Synthesis of Cobalt-Based Electrocatalysts
Prior to use, the [BMIM][NTf2] was degassed in vacuum
at 120 °C for 20 min. In a typical synthetic process, 50 mg of
Co(acac)3 and 1.0 g of [BMIM][NTf2] were mixed
in a glass bottle. Then, the glass bottle was placed into the tube
furnace and flushed with N2 gas for 20 min. Subsequently,
the temperature of the furnace was raised from room temperature to
280 °C with a rate of 2 °C/min and maintained at 280 °C
for 5 h. After cooling down to room temperature, the precipitate was
washed with ethanol and distilled water for three times and then dried
in vacuum. To put an insight into the growth mechanism of the nanosheets,
two more samples were prepared through the same process and just maintained
at 280 °C for 1 or 2 h. For exploring the influence of the reaction
temperature, another four samples were prepared through the same process
just at different temperatures: 250, 300, 330, and 350 °C, respectively.
General Characterization
The powder
XRD patterns were measured using a Rigaku D/max-rc X-ray diffractometer
with Ni-filtered Cu Kα (λ = 1.5418 Å) radiation.
TEM was carried out on a JEM 1400 TEM operating at 120 KV. The XPS
analysis was tested on an ESCALAB 250 photoelectron spectrometer.
Electrochemical Test
The electrochemical
measurements were carried out on a CHI600B three-electrode electrochemical
workstation (Shanghai Chenhua, China) at room temperature.
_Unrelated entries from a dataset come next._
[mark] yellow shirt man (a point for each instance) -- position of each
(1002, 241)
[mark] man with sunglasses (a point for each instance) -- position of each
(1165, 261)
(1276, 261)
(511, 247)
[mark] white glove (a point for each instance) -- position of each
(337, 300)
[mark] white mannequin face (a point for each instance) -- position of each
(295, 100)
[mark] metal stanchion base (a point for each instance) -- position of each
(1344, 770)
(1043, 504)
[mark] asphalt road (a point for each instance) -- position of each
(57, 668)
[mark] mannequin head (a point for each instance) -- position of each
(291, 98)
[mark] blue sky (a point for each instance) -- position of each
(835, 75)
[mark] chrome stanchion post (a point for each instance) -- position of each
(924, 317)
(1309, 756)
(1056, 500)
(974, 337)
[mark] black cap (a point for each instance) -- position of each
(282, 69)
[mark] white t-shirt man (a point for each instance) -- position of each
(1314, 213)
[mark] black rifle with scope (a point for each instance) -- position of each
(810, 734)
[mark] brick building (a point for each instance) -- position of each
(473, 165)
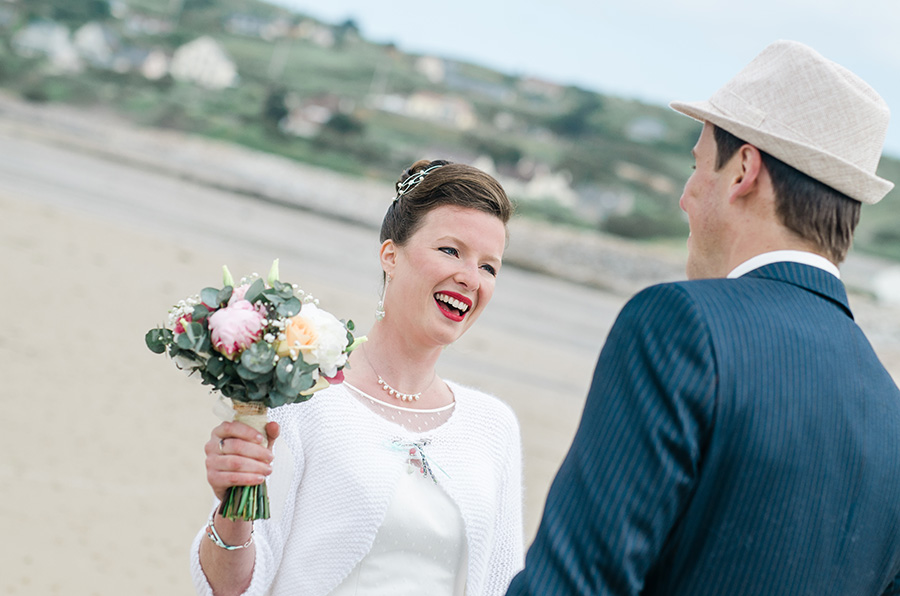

The saturated
calomel electrode (SCE) and carbon rod were used as the reference
electrode and the counter electrode, respectively. The electrocatalysts-loaded
CC was used as the working electrode. The potentials versus SCE in
this work was converted to an RHE according to the Nernst equation
(ERHE = ESCE + 0.059 pH + ESCE0), where ESCE0 is the standard potential of
SCE at 25 °C.[12,42] Before to use, CC was cut into
rectangular pieces. Then, the CC pieces were cleaned by sonication
in acetone, deionized water, and ethanol for 30 min each and then
dried in vacuum.[43] Electrocatalyst powder
(5 mg) was dispersed in the solution containing 900 μL of distilled
water and 100 μL of 5 wt % Nafion solution. Then, the mixture
was ultrasonicated for 10 min to form a homogeneous ink. Then, total
60 μL of the ink was dripped onto the CC and dried in vacuum
acting as the working electrode (the loading mass is about 1 mg/cm2). The OER activities of all of the synthesized electrocatalysts
were evaluated by the LSV in 1 M aqueous KOH solution with a potential
range from 1.2 to 1.7 V versus RHE and a scan rate of 5 mV/s. All
of the recorded polarization curves were iR corrected.
Before LSV measurement, CV was performed at a scan rate of 50 mV/s
in 1 M aqueous KOH solution from 1.0 to 1.6 V versus RHE for 20 cycles
to reach a stable current density. The durability test was performed
with a CV between 1.2 and 1.7 V versus RHE for 1000 continuous cycles.
The electrochemically active surface areas (ECSAs) were estimated
through CV at the potential between 1.1 and 1.2 V versus RHE with
scan rates of 20, 30, 40, 50, 60, 70, and 80 mV/s.